TORM based in Copenhagen, Denmark, is a shipping company that owns and operates product tankers. The company's product tankers carry refined oil products such as gasoline, jet fuel, naphtha and diesel oil.

== History ==
Torm was founded by Ditlev Torm and Christian Schmiegelow in 1889. The company was listed on the Copenhagen Stock Exchange in 1905. Today, TORM is listed on Nasdaq Copenhagen and NASDAQ in New York.

== Operations ==
The company was formerly composed of tanker and bulk carrier divisions with product tanker activity accounting for the majority of the business. The last two bulk carriers were divested in 2015.

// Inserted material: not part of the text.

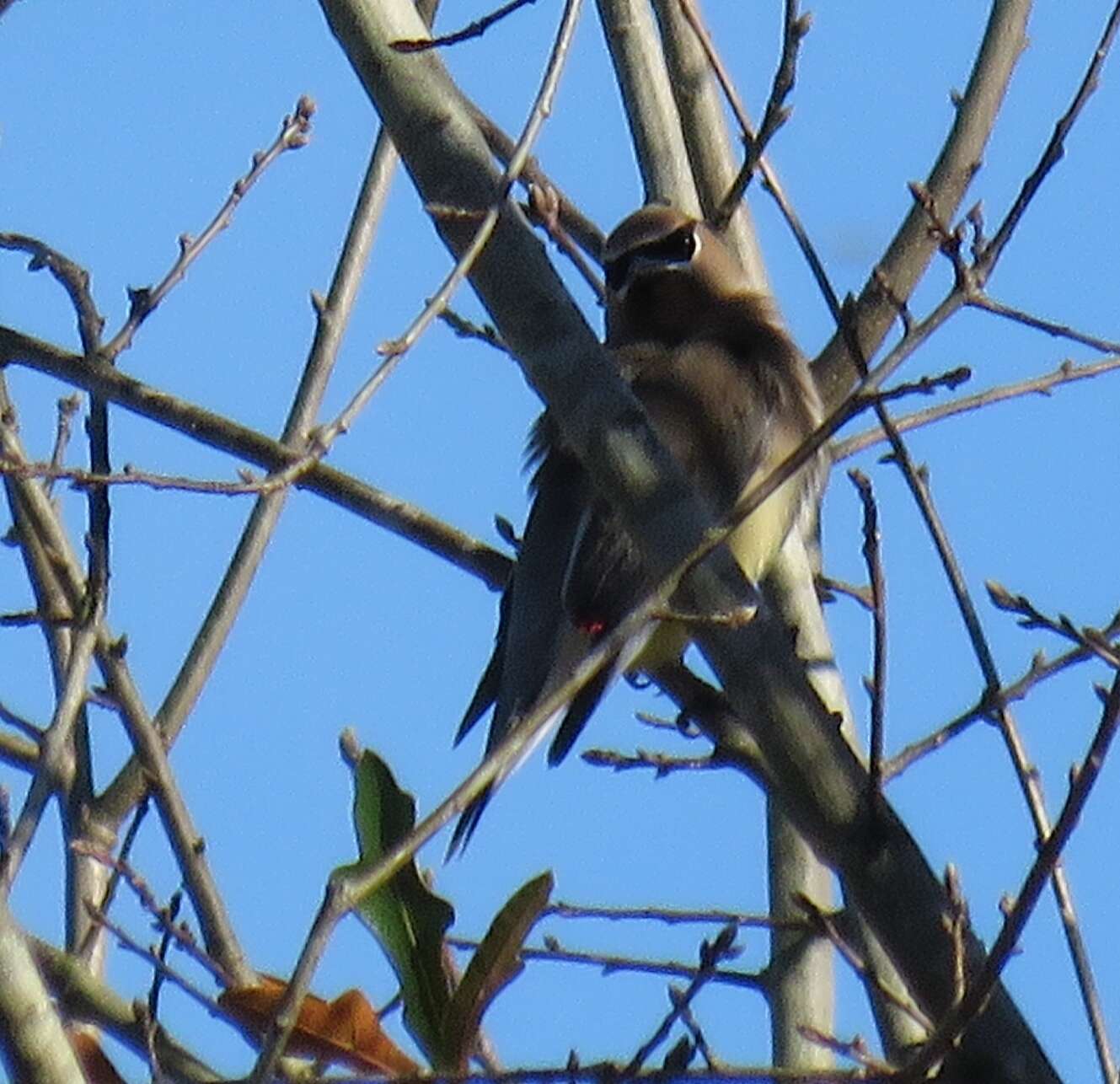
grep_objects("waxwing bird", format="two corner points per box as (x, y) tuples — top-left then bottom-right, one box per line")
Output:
(452, 204), (824, 850)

TORM is one of the leading tanker carriers of clean oil products such as gasoline, jet fuel, naphtha and diesel oil and other clean products.

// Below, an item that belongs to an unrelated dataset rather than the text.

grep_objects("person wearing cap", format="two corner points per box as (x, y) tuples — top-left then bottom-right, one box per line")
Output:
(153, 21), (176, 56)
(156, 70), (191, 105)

The company operates approximately 80 vessels.

On 8 June 2007, A/S Dampskibsselskabet TORM (TORM) announced that TORM and Teekay Corporation had completed the acquisition of the OMI Corporation (OMI), whereby OMI became a jointly owned subsidiary of TORM and Teekay. TORM will consequently with effect from 1 August 2007 take over 24 product tankers from OMI, leaving TORM's fleet at 85 vessels excluding new builds. TORM will also take over OMI's technical operations in India and a part of OMI's organisation in the US.

In December 2025, it was announced BW Group subsidiary, Hafnia Limited had completed the purchase of approximately 13.97 per cent of TORM’s issued share capital from Oaktree Capital Management for US$311.43 million. Following completion of the transaction, Hafnia held 14,156,061 A-shares in TORM, while Oaktree retained a reduced holding.